Humble As Ever

October 13, 2016 at 1:05 AM , , ,

“…And Moshe came and spoke all the words of this song in the ears of the people, he, and hoshea son of nun…” – Devarim 32:44

    ויבא משה וידבר את כל דברי השירה הזאת באזני העם הוא והושע בן נון – דברים לב, מד

The Torah recounts the first time that Moshe and Yehoshua jointly addressed Bnei Yisrael: “And Moshe came and spoke all the words of this song… he, and Hoshea son of Nun.”

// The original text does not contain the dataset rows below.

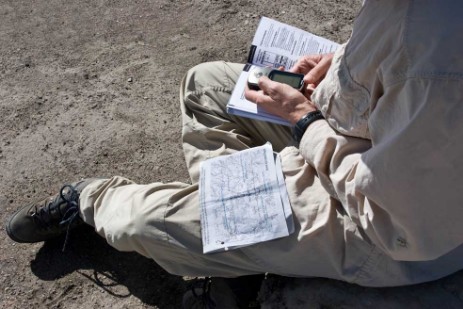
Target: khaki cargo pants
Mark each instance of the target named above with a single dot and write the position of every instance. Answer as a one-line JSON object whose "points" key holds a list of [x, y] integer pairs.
{"points": [[161, 220]]}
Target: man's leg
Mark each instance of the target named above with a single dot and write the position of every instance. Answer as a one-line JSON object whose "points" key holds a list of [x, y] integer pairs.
{"points": [[161, 221], [208, 130]]}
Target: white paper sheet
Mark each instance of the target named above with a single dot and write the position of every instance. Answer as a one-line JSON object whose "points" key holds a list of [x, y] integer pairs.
{"points": [[275, 44]]}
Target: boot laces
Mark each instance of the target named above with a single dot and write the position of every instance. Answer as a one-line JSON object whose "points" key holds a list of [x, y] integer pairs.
{"points": [[205, 294], [51, 216]]}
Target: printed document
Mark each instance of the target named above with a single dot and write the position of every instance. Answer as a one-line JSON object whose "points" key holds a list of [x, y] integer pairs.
{"points": [[275, 44], [243, 200]]}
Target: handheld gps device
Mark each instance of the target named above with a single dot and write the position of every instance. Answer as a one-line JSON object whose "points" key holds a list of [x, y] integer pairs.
{"points": [[292, 79]]}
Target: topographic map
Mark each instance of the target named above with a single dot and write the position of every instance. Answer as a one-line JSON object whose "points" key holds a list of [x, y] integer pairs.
{"points": [[243, 201]]}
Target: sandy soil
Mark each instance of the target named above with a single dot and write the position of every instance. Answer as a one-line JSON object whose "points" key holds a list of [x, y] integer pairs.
{"points": [[91, 88]]}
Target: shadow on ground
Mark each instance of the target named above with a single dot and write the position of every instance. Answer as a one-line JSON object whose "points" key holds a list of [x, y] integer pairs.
{"points": [[120, 274]]}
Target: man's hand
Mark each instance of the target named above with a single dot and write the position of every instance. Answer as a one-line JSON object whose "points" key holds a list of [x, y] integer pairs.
{"points": [[280, 99], [314, 68]]}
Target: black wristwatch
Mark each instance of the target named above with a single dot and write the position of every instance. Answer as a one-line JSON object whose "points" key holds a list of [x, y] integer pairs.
{"points": [[301, 126]]}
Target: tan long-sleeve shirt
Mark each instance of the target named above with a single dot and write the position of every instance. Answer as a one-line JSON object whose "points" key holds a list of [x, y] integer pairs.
{"points": [[391, 149]]}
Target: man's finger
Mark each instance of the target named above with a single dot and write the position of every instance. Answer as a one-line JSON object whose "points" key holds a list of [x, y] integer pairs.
{"points": [[317, 73]]}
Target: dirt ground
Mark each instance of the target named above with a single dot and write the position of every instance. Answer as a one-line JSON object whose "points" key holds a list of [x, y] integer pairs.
{"points": [[90, 87]]}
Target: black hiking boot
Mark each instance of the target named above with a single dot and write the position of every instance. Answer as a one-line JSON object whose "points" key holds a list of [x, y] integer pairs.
{"points": [[48, 218], [224, 293]]}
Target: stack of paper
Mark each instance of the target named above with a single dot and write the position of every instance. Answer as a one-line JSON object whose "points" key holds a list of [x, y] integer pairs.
{"points": [[275, 44]]}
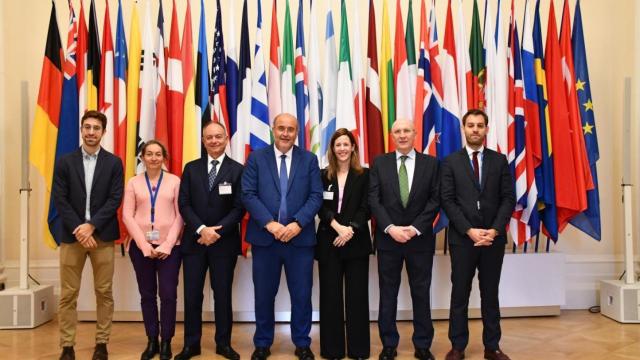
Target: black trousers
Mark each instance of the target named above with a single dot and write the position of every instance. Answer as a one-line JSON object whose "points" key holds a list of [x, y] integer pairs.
{"points": [[419, 265], [352, 275], [465, 259], [194, 269]]}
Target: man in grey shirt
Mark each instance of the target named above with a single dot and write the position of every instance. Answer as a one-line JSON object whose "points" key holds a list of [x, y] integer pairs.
{"points": [[87, 191]]}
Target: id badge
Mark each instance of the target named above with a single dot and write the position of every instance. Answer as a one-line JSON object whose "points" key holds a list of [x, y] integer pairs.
{"points": [[225, 189], [152, 235]]}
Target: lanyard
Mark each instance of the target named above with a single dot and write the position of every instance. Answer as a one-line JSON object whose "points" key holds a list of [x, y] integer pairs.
{"points": [[153, 195]]}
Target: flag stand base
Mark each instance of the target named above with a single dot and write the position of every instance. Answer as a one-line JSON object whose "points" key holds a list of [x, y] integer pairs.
{"points": [[26, 308], [620, 301]]}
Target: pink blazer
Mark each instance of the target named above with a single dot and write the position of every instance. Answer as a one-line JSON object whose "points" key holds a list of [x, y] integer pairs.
{"points": [[136, 213]]}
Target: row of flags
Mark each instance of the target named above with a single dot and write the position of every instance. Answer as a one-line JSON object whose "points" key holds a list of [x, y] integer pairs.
{"points": [[538, 98]]}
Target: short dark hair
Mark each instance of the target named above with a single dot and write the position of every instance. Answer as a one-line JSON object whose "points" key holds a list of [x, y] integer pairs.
{"points": [[209, 122], [475, 112], [95, 114], [165, 153]]}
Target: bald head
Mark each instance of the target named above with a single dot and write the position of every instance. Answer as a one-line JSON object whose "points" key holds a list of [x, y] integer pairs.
{"points": [[403, 133], [285, 131]]}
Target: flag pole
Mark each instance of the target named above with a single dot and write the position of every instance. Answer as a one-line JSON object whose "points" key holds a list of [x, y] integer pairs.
{"points": [[627, 198], [25, 189]]}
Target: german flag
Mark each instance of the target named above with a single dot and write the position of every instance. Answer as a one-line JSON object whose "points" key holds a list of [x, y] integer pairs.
{"points": [[93, 61], [45, 126]]}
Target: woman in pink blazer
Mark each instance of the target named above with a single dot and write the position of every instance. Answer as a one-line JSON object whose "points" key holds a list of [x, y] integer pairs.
{"points": [[150, 213]]}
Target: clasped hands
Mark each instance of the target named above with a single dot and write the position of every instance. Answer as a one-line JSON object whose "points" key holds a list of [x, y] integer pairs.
{"points": [[283, 233], [345, 233], [482, 237], [84, 235], [209, 235], [402, 234]]}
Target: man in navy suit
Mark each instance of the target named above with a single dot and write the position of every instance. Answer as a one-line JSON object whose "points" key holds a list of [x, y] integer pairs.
{"points": [[478, 197], [210, 205], [87, 190], [404, 200], [282, 191]]}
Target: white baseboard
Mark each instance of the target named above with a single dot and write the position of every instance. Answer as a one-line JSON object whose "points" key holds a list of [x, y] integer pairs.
{"points": [[582, 274]]}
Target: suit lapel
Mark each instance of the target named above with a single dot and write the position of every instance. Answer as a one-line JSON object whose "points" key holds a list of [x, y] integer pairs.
{"points": [[468, 168], [393, 170], [418, 170], [346, 192], [486, 158], [295, 161], [271, 163], [99, 167], [79, 168], [204, 173], [224, 168]]}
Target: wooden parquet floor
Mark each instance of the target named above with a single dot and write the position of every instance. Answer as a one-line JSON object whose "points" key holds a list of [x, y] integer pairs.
{"points": [[573, 335]]}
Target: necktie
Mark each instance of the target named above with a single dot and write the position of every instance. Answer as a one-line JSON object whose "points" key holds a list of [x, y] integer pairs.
{"points": [[404, 181], [212, 173], [476, 166], [284, 182]]}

Drawing from the three distinct sources, Rashi comments on this episode: “It was a Shabbos of joint leadership; authority was taken from one and given to the other (Sotah 13b). Moshe appointed a spokesperson for Yehoshua (to broadcast his lectures to the public,) so that he could teach in Moshe’s lifetime, so that the Jewish people would not say, “During your teacher’s lifetime you would not raise your head!” (Sifrei 31:1) And why does Scripture here call him Hoshea (for his name had long since been changed to Yehoshua [see Bamidbar 13:16])? To teach us, that he did not become haughty. Though he was given high status, he humbled himself as he had formerly (Sifrei 32:44).”

Rashi’s three points each answer a question that the previous one gives rise to.

Unlike any other transfer of leadership in the Torah and Prophets, where the successor began to lead only after his predecessor’s passing, Moshe and Yehoshua’s joint address was, in effect, a compromise on Moshe’s exclusive leadership—“Authority was taken from one, and given to the other.” Why was this exception necessary?


During his predecessor’s lifetime, Yehoshua was the quintessential follower. He was known as Moshe’s “attendant” (Shemos 33:11), and not as a leader. As such, the people might believe he was too meek to lead and say, “During your teacher’s lifetime you would not raise your head!” in Rashi’s words. It was therefore necessary to establish Yehoshua’s leadership—to raise his head, as it were—while Moshe was still alive.

But if the objective was to dispel the notion that Yehoshua was timid, why did the Torah revert to calling him Hoshea here, a name that recalled his early years as Moshe’s attendant, before it was changed to Yehoshua?

This illustrates Yehoshua’s extraordinary humility, says Rashi. The Torah calls him Hoshea here to underscore that despite Moshe specifically elevating him and imbuing him with the preeminence necessary to lead, Yehoshua actively maintained his trademark humility—“He humbled himself, as he had formerly.”